Unlike the current COLA system, which only serves to cause salaries to rise without requiring any improvement in
employee performance, a pay-band system provide a spectrum
of minimum - and maximum - pay for each job or job
category. Under this system, if a worker's pay tops out in a
particular band, then that's it - until or unless the band is
adjusted, or the employee gets a promotion to another, higher-paying job
category.
Under this system, the pay-bands are surveyed periodically against the market - say every 5 years - and appropriate adjustments
are then made. Setting pay-bands is very easy to
establish (not to negotiate !!) since the Local Government Center
(LGC) publishes books on salaries. Performance would
then be rewarded by merit increases to salaries
instead of automatic cost of living adjustments such as those we currently have that come
regardless of performance and regardless of whether or not
there has been an actual increase in the cost of
living!
Goffstown's operating budgets already have budget lines for merit increases.
The Town could simply add more money to those lines to
provide for a pay-band system and merit increases.
Salary adjustments could work this way: above average performance might get a increase greater than the declared
increase in the cost of living, average performance could get a small increase (maybe just below the declared
increase) and below average performance would receive
nothing - except perhaps a written warning or a pink slip.
Of course, workers are not going to like pay-bands, especially because they
involve maximums. One compromise around the possibility that an
employee tops out in a particular pay-band but cannot move to another is
to not have band maximums. Salary increases would still be held in check based upon the
exempt employee performance and how much merit was
awarded.
Finally, people (such as yourselves) who are concerned where this salary thing is going had better pay close attention when
the time comes to negotiate new contracts. Thanks to
a state legislature controlled by democrats, the Evergreen Clause* will require that the last COLA in the retiring
Collective Bargaining Agreement be continued until a new contract is in place.

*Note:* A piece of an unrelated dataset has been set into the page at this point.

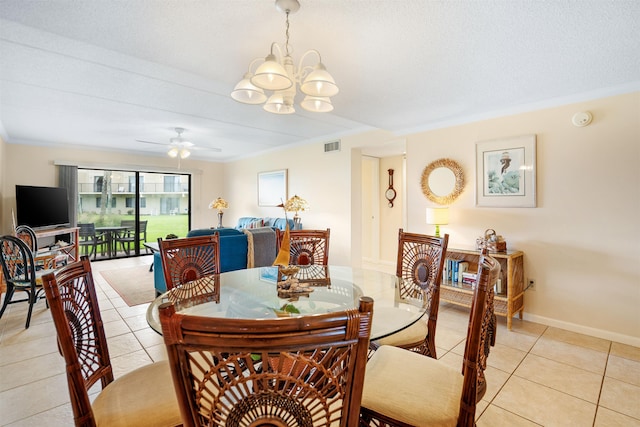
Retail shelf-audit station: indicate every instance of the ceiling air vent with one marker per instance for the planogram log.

That means if the CBU is satisfied with its last COLA, it has less incentive to negotiate.
It's time for our unions to
come back to the table and renegotiate not only these COLA
increases, but their entire contracts overall. If
they don't, the Budget Committee may have no choice but to
step in and secure the needed financial reductions
themselves by reducing the number of workers who are
receiving these COLA increases.
And if that happens, nobody
wins.
* Note: Evergreen applies only to new
Collective Bargaining Agreements negotiated after the law was passed, so
it is not applicable to our current three CBUs.